If you talk about Peranakan food, Debbie Teoh has been my go-to person for recipes. I had the opportunity to attend one of her many cooking classes before and I swear, it was one of the best cooking classes that I have attended. She shared many tips that I have been using till today. I will share her Ayam Pongteh recipe here but thats for another day.

Back to Nyonya Laksa recipe :

This is not my recipe and I have also tweaked it by adding Adam Liaw’s step of adding the prawn oil. So, I won’t be sharing the steps here because you can watch my Instagram reels on how I make my laksa broth using this recipe.



8 thinly sliced lemongrass

20 dried chillies, soaked until softened

10 shallots, peeled and sliced

3 inch turmeric

2 inch galangal

10 candlenuts (buah kerns)

2 tsp shrimp (belacan)

FOR THE PRAWN OIL (Adam Liew steps)

Prawn heads and shells




1/2 cup cooking oil

1 litre or more chicken stock

Prawn oil

3 cups of coconut milk


Salt to taste

Sugar / Palm Sugar (yes, you will need this too)
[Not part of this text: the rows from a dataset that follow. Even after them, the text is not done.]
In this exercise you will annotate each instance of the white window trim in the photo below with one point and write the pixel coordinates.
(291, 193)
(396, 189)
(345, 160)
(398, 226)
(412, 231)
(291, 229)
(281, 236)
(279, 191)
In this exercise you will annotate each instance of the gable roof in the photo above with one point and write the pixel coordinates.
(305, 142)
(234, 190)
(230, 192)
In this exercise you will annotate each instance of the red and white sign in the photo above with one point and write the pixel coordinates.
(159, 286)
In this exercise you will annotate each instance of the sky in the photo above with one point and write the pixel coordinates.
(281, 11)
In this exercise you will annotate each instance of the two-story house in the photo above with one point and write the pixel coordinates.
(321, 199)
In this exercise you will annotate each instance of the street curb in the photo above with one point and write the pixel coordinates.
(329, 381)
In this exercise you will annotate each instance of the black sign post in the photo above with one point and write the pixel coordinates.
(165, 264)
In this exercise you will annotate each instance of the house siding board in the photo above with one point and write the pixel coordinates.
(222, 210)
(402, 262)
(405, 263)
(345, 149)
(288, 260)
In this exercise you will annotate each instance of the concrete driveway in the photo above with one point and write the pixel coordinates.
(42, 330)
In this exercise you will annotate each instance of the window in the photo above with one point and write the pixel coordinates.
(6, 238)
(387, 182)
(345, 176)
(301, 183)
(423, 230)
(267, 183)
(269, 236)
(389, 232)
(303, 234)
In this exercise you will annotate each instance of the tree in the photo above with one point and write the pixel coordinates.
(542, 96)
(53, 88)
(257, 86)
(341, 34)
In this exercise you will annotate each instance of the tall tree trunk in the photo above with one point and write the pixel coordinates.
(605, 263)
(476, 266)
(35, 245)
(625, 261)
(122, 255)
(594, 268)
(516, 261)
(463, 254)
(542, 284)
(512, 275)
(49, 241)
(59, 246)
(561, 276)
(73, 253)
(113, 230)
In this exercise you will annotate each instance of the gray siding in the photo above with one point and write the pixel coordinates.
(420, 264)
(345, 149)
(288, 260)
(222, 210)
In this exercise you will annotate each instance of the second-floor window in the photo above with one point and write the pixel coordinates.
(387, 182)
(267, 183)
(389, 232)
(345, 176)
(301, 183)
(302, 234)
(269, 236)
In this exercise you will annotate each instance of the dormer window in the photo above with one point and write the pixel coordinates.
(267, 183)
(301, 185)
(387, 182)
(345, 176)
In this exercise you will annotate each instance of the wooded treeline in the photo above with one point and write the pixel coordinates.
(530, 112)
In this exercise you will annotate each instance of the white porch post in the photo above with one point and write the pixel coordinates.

Ingredients for the condiments


Egg Noodles


Cucumber (not in photo)

Boiled and peeled prawns

Fish cakes


Polygonum leaves (Daun Kesum), finely sliced

Sambal (that almost killed me when I had a whiff of it)


  1. Laksa broth : My take for this one will be that its a bit on the oily side. Partly my fault, as I have a habit of blending the paste with oil instead of water (This is to avoid the splashing when you are trying to fry the paste in a hot oil – you know how water and oil doesn’t go well, yes. that! ). I guess, that adds up to it being extra oily.
  2. Sugar : This was not in the recipe ingredients but I think you need it to balance out the taste of this Nyonya laksa. Measurement ? I am horrible at this but I started with a teaspoon and go from there (or just that a teaspoon). Please don’t over do it. This dish is not meant to be sweet.
  3. Salt : If you happen to come across Debbie’s recipe on Nyonya Laksa, the amount of salt given in the ingredients is not enough to season the broth. So, be generous and keep on tasting as you cook it.
  4. Prawn Oil : I saw Adam Liew’s Chicken-Prawn Laksa recipe and saw how he used prawn oil for his laksa broth. Does it make any difference ? I dont know. Maybe. It does add extra oil to the broth though. Will I do it again ? Yes, because I get to enjoy the prawn heads in my laksa. 😀

Overall, I think this is not a bad recipe at all except theres too much going on in making this Nyonya Laksa. Did I tell you that I almost died making the sambal ? Oh yes, its a reminder for myself to just leave it to Thermomix to avoid such situation again.